В петровской России дальнейшая трансформация империи приняла, конечно, иной ход, нежели в Римской империи. Этим она обязана как иным географическим условиям и цивилизационным рамкам, так и актуальным для нее политическим установкам и целям. Когда Октавиан начинал свои реформы, он был убежден, что империя не нуждается в дальнейшей экспансии. К тому же более не было и конкурентов, которые могли бы стать опасными для Рима или поставить под сомнение его притязания на лидерство. Вероятно, и Филипп II после включения в состав Испанской империи португальских колониальных владений мог бы констатировать свое удовлетворение этим, однако внутри Европы позиция Испании как лидирующей державы была, как и прежде, хрупкой. Петр I опять же подошел к «августовскому барьеру», чтобы придать импульс дальнейшей имперской экспансии России и одновременно чтобы получить возможность наступательно вести схватку с конкурентами в борьбе за гегемонию — особенно со Швецией, но так же и с Османской империей. Таким образом, он вовсе не исходил из понижения стоимости имперского господства, скорее дело было в мобилизации ресурсов и энергии для контроля и дальнейшего расширения имперского пространства. Чтобы достичь этой цели, царская Россия ни в один из моментов своей истории не ограничивалась усиленным изъятием прибавочного продукта на периферии, а постоянно все более отягощала население имперского центра. Петровский проект поэтому заключался в самоколонизации центра с целью растягивания имперской периферии.
И вновь совсем иначе выглядит вступление на «августовский барьер», если описывать его последствия в случае с Османской империей, где параллельно следовало еще и осуществлять переход от кочевничества к оседлому крестьянскому способу хозяйства83, — в ином случае Османская империя, очевидно, оказалась бы столь же недолговечной, сколь и многочисленные степные империи до нее. Поскольку кочевые завоеватели так и не смогли развить свои собственные управленческие структуры, они быстро переняли для своих целей византийскую административную систему, с которой столкнулись во вновь завоеванных регионах, распространив ее на всю империю84. Оба явления — обустройство имперской администрации и эмансипация от вынужденной экспансии и захвата трофеев — были тесно связаны; упорядоченная администрация оказалась возможна лишь при поддержании известной преемственности и постоянства в образе жизни элиты империи и ее аппарата принуждения, а это, в свою очередь, требовало, чтобы вооруженные силы финансировались не только за счет войн. На военных границах империи звон оружия не смолкал никогда85, но снабжение вооруженных сил теперь было основано либо (как у спагов, тяжелой конницы империи) на раздаче государственных земель в качестве поместий, либо (как у янычар) на поступлениях от пошлин и аренды.

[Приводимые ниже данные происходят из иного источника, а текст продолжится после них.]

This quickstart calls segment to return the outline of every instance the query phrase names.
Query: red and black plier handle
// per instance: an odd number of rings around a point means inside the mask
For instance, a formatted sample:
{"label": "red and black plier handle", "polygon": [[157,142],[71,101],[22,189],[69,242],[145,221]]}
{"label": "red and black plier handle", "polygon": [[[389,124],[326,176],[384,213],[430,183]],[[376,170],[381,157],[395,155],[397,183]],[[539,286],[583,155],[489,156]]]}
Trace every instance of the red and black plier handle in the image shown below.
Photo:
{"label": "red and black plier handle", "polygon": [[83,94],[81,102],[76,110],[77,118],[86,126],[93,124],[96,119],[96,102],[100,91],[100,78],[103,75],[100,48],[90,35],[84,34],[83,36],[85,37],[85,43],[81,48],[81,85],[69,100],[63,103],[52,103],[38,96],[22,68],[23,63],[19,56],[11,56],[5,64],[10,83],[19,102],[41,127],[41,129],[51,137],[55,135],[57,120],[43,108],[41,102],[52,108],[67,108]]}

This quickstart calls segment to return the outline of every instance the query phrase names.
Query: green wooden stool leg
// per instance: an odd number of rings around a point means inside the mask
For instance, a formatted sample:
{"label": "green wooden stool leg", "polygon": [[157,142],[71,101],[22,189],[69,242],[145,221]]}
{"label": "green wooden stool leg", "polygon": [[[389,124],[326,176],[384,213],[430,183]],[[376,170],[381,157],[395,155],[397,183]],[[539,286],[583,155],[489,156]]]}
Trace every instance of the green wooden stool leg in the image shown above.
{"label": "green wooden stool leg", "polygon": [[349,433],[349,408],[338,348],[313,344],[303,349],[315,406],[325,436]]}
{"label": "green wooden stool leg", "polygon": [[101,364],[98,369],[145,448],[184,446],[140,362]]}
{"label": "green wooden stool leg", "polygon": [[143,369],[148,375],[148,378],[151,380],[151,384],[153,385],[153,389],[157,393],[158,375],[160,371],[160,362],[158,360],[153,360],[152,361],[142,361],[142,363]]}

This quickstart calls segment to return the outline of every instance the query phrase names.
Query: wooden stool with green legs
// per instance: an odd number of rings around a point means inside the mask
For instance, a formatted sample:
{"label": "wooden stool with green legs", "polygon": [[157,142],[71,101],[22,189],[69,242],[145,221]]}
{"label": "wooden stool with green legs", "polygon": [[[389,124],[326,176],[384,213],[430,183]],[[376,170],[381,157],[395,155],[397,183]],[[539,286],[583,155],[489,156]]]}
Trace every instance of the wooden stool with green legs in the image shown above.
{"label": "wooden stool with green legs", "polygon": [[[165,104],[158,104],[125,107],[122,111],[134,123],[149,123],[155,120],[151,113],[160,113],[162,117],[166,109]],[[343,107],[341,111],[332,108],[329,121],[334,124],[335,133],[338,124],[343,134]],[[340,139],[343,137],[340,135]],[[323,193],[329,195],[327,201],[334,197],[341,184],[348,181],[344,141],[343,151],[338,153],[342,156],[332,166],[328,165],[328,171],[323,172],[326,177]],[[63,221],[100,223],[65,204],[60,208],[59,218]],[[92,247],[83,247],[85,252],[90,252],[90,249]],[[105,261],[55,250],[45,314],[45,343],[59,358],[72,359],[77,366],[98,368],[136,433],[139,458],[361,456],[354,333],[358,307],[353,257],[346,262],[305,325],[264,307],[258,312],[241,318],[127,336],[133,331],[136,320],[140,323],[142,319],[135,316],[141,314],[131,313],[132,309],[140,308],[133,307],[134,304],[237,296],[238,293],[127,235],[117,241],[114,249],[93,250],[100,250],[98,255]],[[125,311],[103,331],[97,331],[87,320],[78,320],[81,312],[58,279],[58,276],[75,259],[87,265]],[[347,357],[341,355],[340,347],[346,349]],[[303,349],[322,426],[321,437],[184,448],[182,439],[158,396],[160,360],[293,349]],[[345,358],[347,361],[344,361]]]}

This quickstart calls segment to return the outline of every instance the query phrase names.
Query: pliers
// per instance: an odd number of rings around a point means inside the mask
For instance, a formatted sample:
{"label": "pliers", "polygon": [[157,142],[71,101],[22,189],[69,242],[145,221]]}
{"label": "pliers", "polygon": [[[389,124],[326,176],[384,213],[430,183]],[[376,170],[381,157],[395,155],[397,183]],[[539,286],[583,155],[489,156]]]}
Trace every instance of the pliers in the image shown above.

Несмотря на эти меры, военная мощь в течение всего существования Османской империи оставалась главной ее основой: из боеспособности и дисциплины янычар, размещенных в казармах и потому готовых отправиться в поход в любой момент, проистекало ее превосходство над Западом. Когда оно исчезло (в этом сыграли роль военно-технические инновации и военно-организационные реформы), Османская империя, мощь которой внушала страх, превратилась в «больного человека на Босфоре».
Помимо военной имела место, конечно, и известная политическая мощь: Османская империя долгое время оставалась не затронутой внутренними конфликтами и беспорядками и — если и не официально, то все же фактически — стала для некоторых европейских государств важным партнером в борьбе за внутриевропейскую гегемонию. Прежде всего с помощью турок раз за разом пыталась открыть «второй фронт» против Габсбургов Франция. Идеологическая мощь османов, напротив, имела двойственное воздействие. В то время как с ее помощью в исламском мире на некоторое время установились лояльность и готовность подчиняться, в христианском
мире она вызвала более интенсивное ощущение враждебности: с 1453 г., с завоевания Константинополя, в бесчисленных «турецких листовках» призывали к крестовому походу против этой новой опасности с Востока, при этом все политические противоречия между западными христианами должны были быть отодвинуты на второй план ради того, чтобы выступить единым фронтом против наседающих турок.
Однако с самого начала основным слабым местом Османской империи был недостаток у нее экономической мощи, и в этом переход от кочевничества к оседлому крестьянскому хозяйству изменить ничего не смог. Так, почти вся морская торговля, а она вследствие контроля над проливами была довольно значительна, находилась в руках иностранных предпринимателей. Империя от их оборотов получала прибыль только за счет соответствующих таможенных пошлин86. Ресурсы империи ограничивались тем, что можно бьио забрать административным путем, из-за чего в этом деле была проявлена солидная изобретательность, однако не наблюдалось ни активной экономической политики, ни каких-либо предпосылок появления собственно имперского предпринимательского сообщества.